Does Celiac Disease Affect Fertility?

Celiac disease is a chronic autoimmune condition of the small intestine triggered by ingesting gluten, a protein found in wheat, barley, and rye. Consuming gluten initiates an immune reaction that damages the intestinal lining, leading to malabsorption and systemic health issues. While often associated with digestive symptoms, untreated celiac disease has an overlooked link to difficulties in conception and adverse pregnancy outcomes.

The Established Connection Between Celiac Disease and Reproductive Health

Clinical data shows that untreated celiac disease contributes to significant challenges in both female and male reproductive health. For women, undiagnosed celiac disease is associated with a higher risk of unexplained infertility; some analyses suggest affected women are three to six times more likely to have the condition than the general population. Untreated disease also affects reproductive milestones, including delayed onset of menstruation (menarche) and a risk of earlier menopause, which shortens the fertile lifespan.

Adverse pregnancy outcomes are a concern. Women with undiagnosed celiac disease face an increased risk of recurrent miscarriage and spontaneous abortion. Active celiac disease during pregnancy is associated with a greater likelihood of complications like low birth weight and preterm delivery.

The reproductive health of men is also implicated. Men with untreated celiac disease can experience issues with semen quality, including decreased sperm motility and abnormal sperm morphology. Undiagnosed disease may also be associated with gonadal dysfunction, which further complicates fertility. These difficulties underscore the systemic nature of celiac disease beyond the digestive tract.

Biological Mechanisms Driving Fertility Impairment

The interference of untreated celiac disease with reproductive function stems from two main consequences: chronic systemic inflammation and the malabsorption of specific micronutrients. The ongoing immune response against gluten causes damage that extends beyond the gut, leading to chronic systemic inflammation. This inflammation is characterized by the release of pro-inflammatory cytokines, such as IL-6 and TNF-α, which directly interfere with reproduction.

In women, this inflammatory environment can impair ovarian function, disrupting ovulation and altering the endometrial environment. High levels of inflammatory markers and celiac autoantibodies may compromise endometrial receptivity, making successful implantation difficult. This interference with the uterine lining is a factor in unexplained infertility and recurrent miscarriages.

The damage to the small intestine’s villi limits the absorption of nutrients vital for gamete production and hormonal balance. Malabsorption leads to deficiencies in trace elements like zinc and selenium, which are foundational for healthy sperm development and motility in men. Zinc deficiency negatively impacts sperm function during spermatogenesis.

For women, deficiencies in iron and folate are relevant to reproductive outcomes. Iron deficiency causes anemia, reducing oxygen delivery to reproductive organs, while folate deficiency increases the risk of early pregnancy complications. These micronutrient depletions disrupt the endocrine system, leading to hormonal imbalances that negatively affect the menstrual cycle and egg quality, impairing conception.

Improving Outcomes Through Dietary Management

The most effective intervention for mitigating reproductive risks associated with celiac disease is strict, lifelong adherence to a gluten-free diet (GFD). Eliminating gluten stops the immune response, allowing the damaged intestinal lining to heal and restoring nutrient absorption. This reversal of the underlying pathology often normalizes reproductive function.

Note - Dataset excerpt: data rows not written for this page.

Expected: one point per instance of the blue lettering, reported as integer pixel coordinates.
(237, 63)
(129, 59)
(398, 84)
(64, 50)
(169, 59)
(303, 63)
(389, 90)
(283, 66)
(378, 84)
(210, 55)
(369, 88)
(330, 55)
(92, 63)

For women with unexplained infertility or recurrent loss, adopting the GFD leads to significant improvement in fertility outcomes, with successful pregnancies often reported within months. The diet helps extend the fertile lifespan by preventing the early onset of menopause. Men with celiac disease also see improvements in sperm count and quality parameters after beginning the GFD.

Given this strong association, screening for celiac disease is recommended for individuals experiencing unexplained infertility or recurrent pregnancy loss. Nutritional supplementation (iron, folate, zinc, and selenium) may be necessary alongside the GFD to quickly correct deficiencies. The goal is to address nutritional deficits and systemic inflammation, allowing the reproductive system to function optimally.